An uprising in Libya began in February 2011 and led to a crisis that made delivery of aid increasingly difficult as security conditions deteriorated. CERF focused some of its support on the provision of common services to help the humanitarian community operate more safely. The Fund gave WFP in Libya a rapid response grant of $444,000 in support of its role as lead agency in the Emergency Telecommunications Cluster to ensure the humanitarian community had adequate information and communication technology capacity. These funds helped establish emergency data and voice services in two areas of the country, and also helped provide information and telecommunication training for UN and NGO staff. With no commercial air service operating in the country, and roads insecure, CERF gave $1 million to WFP to establish Humanitarian Air Services for UN agencies and NGOs.
Events in Libya also caused outward migration and consequent humanitarian needs in neighbouring countries. Libya was host to over two million migrant workers, including a significant number of migrants from North and Sub-Saharan Africa. Niger, to the south, has common accessible and relatively safe borders with Libya, and many West Africans fleeing the unrest chose to travel home to their country of origin through Niger. At the peak of the crisis in March, some 4,500 people travelled through Niger each week. The sudden influx of migrants overwhelmed the response capacity of health services, creating an emergency. Existing water and sanitation services were ill-equipped to accommodate the enormous influx of refugees, putting intense pressure on migrants and host populations. In June 2011, CERF allocated $3.7 million to IOM, WFP, the World Health Organization (WHO) and UNICEF to provide humanitarian relief and protection to vulnerable migrants.
The large population displacement caused by the Libyan crisis put a significant humanitarian burden on Tunisia, to the north-west, where at the highest point of influx an estimated 1,500 people crossed the border each hour. In response, CERF allocated $5 million to the Humanitarian Country Team in Tunisia to meet the most urgent needs, including the delivery of clean water and food, and sanitation, hygiene and medical services at border crossing points.
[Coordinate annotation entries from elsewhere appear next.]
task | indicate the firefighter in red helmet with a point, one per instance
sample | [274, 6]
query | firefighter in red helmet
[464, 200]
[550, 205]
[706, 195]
In June, CERF provided $1 million to address humanitarian concerns arising from civil unrest in Syria. Ensuring access to basic health services and securing the livelihoods of affected people were determined to be the most urgent priorities by the humanitarian country team. WHO received a rapid response grant to strengthen emergency medical facilities at three hospitals in cities affected by the crisis, including the provision of emergency equipment and medicines, and specialized training for existing health care providers. CERF allocated $250,000 to UNFPA to provide reproductive health support at hospitals in affected areas, while UNRWA received $125,000 to improve health services for 28,000 Palestinian refugees in Syria. CERF funds enabled the timely delivery of essential medical supplies and medicines to quickly fill the gap in health services. Community outreach campaigns conducted by mobile teams and clinics were effective in minimizing delays in reaching targeted beneficiaries with reproductive health and emergency obstetric care services. In October and November 2011, CERF provided an additional $2.6 million to 6 UN agencies and the International Organization for Migration (IOM) to assist an expanded humanitarian response in affected areas. CERF supported more than 1.5 million people in Syria in 2011.
Yemen also experienced considerable civil discord. A large number of demonstrations and associated violence were sustained over several months, with high numbers of injuries and wider protection concerns recorded across the country. In response, CERF provided $6 million to UN agencies in Yemen in May. Following the further displacement of some 320,000 people the north, CERF gave an additional $9 million in rapid response grants to humanitarian partners in July. The Fund made it possible for locally procured emergency medical supplies that had been pre-positioned in Sana’a, the capital, to reach beneficiary populations in the south in less than 48 hours. CERF assistance meant UNICEF could promptly respond to conflict-affected IDP and host communities in 10 governorates, and monitor and report on child protection concerns through a network of local partners.